The Minnesota Department of Commerce and the Minnesota Attorney General’s Office say the project is too expensive and has not been properly bid on, leaving taxpayers to pay too much for solar power.

Commerce and the AG office recommended that the Minnesota Public Utilities Commission (PUC) reject the Sherco Solar Project as currently structured.

The project’s cost per kilowatt-hour “is significantly higher than recent large-scale solar projects in the region,” the AG’s office said in a PUC filing. “If the project were approved, customers would be forced to pay hundreds of millions of dollars more over the life of the project than if Xcel had purchased competitively priced solar generation instead.”

Xcel rejects these conclusions.

“We believe our project has always been a well-priced project for our customers and provides great value for the energy transition,” said Christopher Clark, company president for Minnesota and the Dakotas. “We hope that as we provide more information to the Department of Commerce and the Attorney General, they will reevaluate.”

The Sherco solar project would help replace some of the energy lost when Xcel shuts down its three massive coal-fired generators at Becker, which will happen between 2023 and 2030.

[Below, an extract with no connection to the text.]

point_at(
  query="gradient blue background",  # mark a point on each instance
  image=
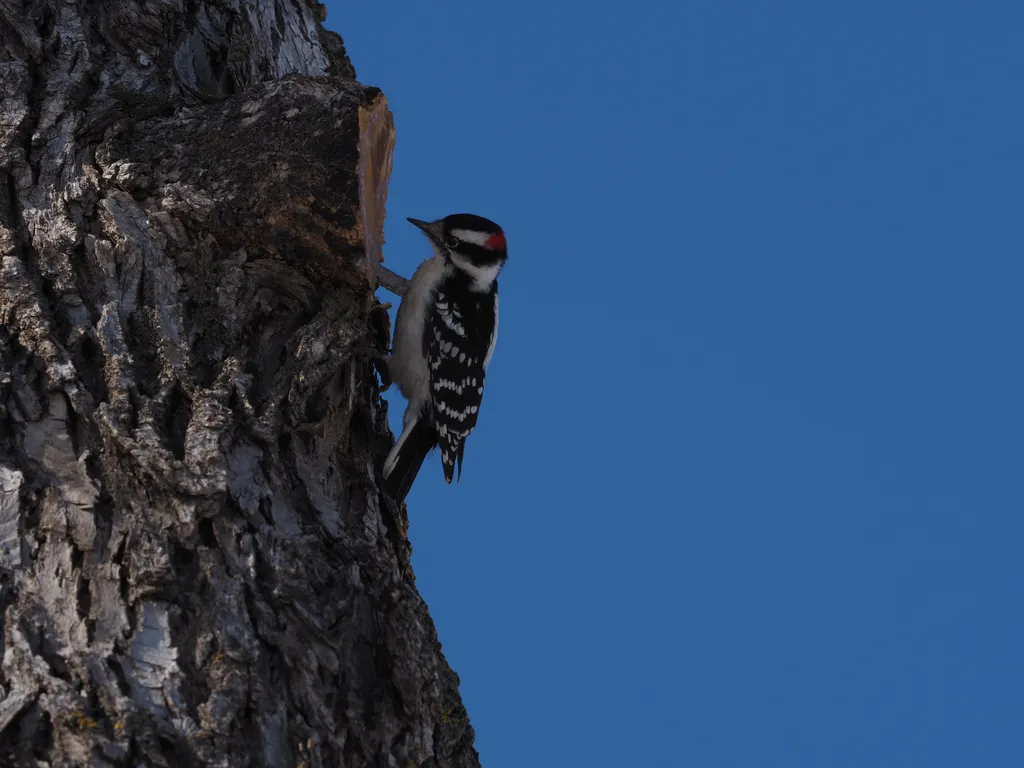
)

The Commerce Department and the Attorney General’s Office said Xcel’s bidding process resulted in only three bids, including the company’s. The other two were discarded because they did not meet the tender requirements.

“Xcel Tender [request for proposal] was poorly designed, creating unnecessary limits that reduced the number of bids received and, therefore, likely inflated the overall price,” the Commerce Department concluded.

The attorney general’s office said Xcel “undermined” the competitive process by limiting the location of the project to Sherco’s site; and limiting ownership of the project to the company itself.

The Sherco project would use Xcel’s network interconnection rights and infrastructure at Becker – an advantage, according to the company. With these links in place, the project would avoid the lengthy and potentially costly delays that often accompany connecting to the regional grid.

And federal rules require Xcel to own any project using existing network interconnection rights at Sherco, the company said.

“We have valuable transmission rights in Sherco factories,” Clark said. “We have to own this project.”